Persib Bandung gagal meraih kemenangan dalam laga tandang melawan Malut United di Stadion Kie Raha, Ternate, Jumat (2/5/2025). Kekalahan 0-1 ini membuat Persib harus menunda perayaan gelar juara Liga 1 2024-2025. Meskipun demikian, peluang juara masih terbuka lebar bagi Maung Bandung.
Gol tunggal kemenangan Malut United dicetak oleh Wahyu Prasetyo pada menit ke-65 melalui sundulan keras memanfaatkan sepak pojok. Kemenangan ini sekaligus menggagalkan ambisi Persib untuk merayakan gelar juara di luar kandang untuk keempat kalinya.
Persib Ingin Juara di Kandang Sendiri
Pelatih Persib, Bojan Hodak, menjelaskan alasan di balik kekecewaan timnya. Ia mengungkapkan keinginan kuat Persib untuk merayakan gelar juara di hadapan pendukung setianya di Bandung.
Persib telah tiga kali meraih gelar juara di luar kota Bandung. Gelar pertama diraih di Jakarta (1995), kedua di Palembang (2014), dan ketiga di Bangkalan, Madura (2024). Hodak ingin mengubah tradisi tersebut.
“Alasannya adalah karena kami ingin menjuarai liga di Bandung,” tegas Hodak. “Fan kami sering mengeluh bahwa gelar pertama kami diraih di laga tandang, begitu juga gelar kedua dan ketiga. Jadi kami ingin meraihnya di kandang sendiri.”

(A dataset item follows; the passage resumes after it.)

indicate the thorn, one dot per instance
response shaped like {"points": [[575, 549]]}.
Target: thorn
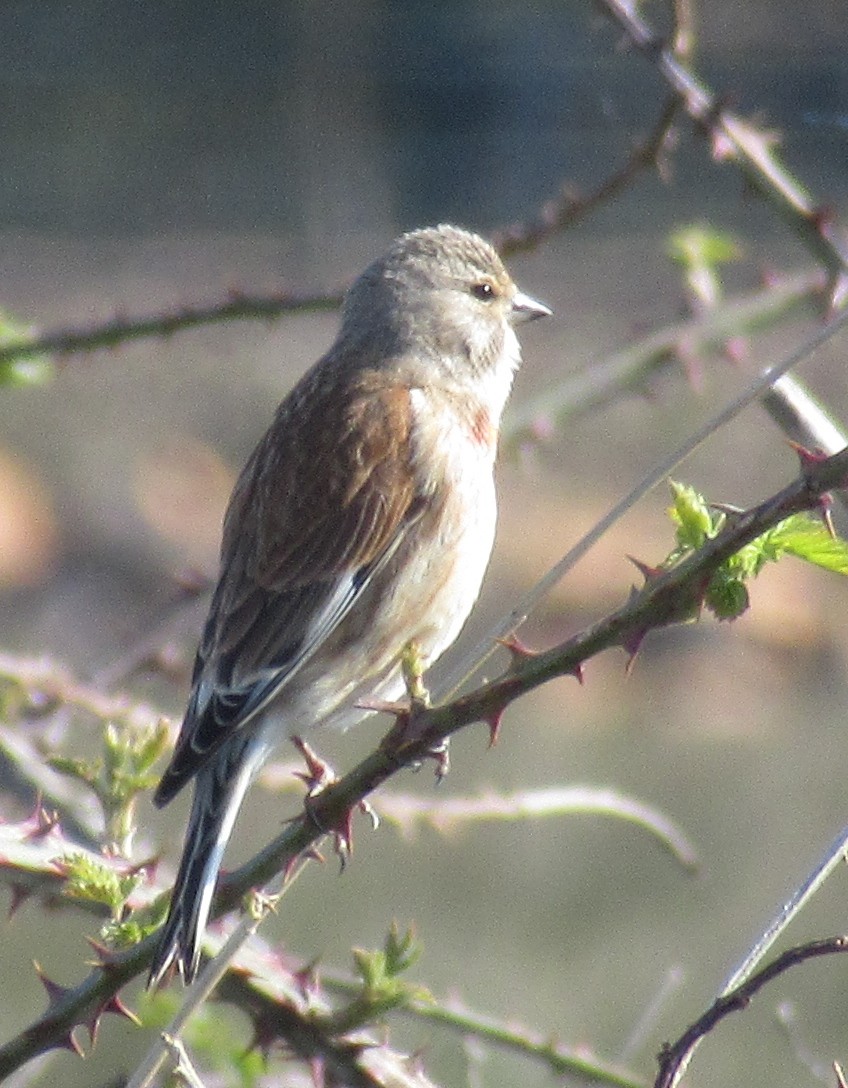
{"points": [[69, 1042], [41, 820], [441, 753], [825, 511], [633, 643], [306, 979], [494, 726], [809, 458], [54, 991], [318, 774], [649, 573], [518, 652], [113, 1004]]}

Semangat Malut United dan Tekad Juang Tinggi
Bojan Hodak juga mengakui kualitas dan tekad tinggi yang ditunjukkan Malut United. Ia memuji permainan Laskar Kie Raha yang tampil ngotot dan berambisi besar mengalahkan Persib.
Suporter Malut United juga menunjukkan dukungan penuh dengan spanduk bernada “Boleh Juara Tapi Bukan di Tanah Kami”. Hal ini menunjukkan betapa besarnya semangat juang tim tuan rumah.
Hodak bahkan memberikan pujian kepada Malut United. “Klub ini punya arena, stadion, semuanya terlihat seperti mereka ingin memiliki klub yang bisa bersaing di level tertinggi sepak bola internasional dan dengan pelayanan yang baik,” katanya.
Persib Tetap Berpeluang Raih Gelar Juara
Meskipun kalah, Persib masih berpeluang besar untuk mengamankan gelar juara Liga 1. Hasil pertandingan Persik Kediri vs Persebaya Surabaya pada Senin (5/5/2025) akan menentukan.
Jika Persebaya gagal menang melawan Persik Kediri, maka secara matematis Persib akan memastikan gelar juara. Persebaya tidak akan mampu mengejar poin Persib meski masih menyisakan tiga pertandingan.
Hodak pun tetap optimis. “Memang kami kalah, tapi kalau Persebaya tidak mengalahkan Kediri, kami tetap jadi juara dan kami bisa merayakan sambil ngopi di kafe,” ujarnya santai.
Persib Bandung menantikan hasil pertandingan Persik Kediri melawan Persebaya. Kemenangan Persik akan mengunci gelar juara Liga 1 2024-2025 untuk Persib, sekaligus mengakhiri catatan buruk juara selalu di luar Bandung. Keinginan kuat untuk merayakan gelar juara di hadapan Bobotoh menjadi motivasi tersendiri bagi Persib.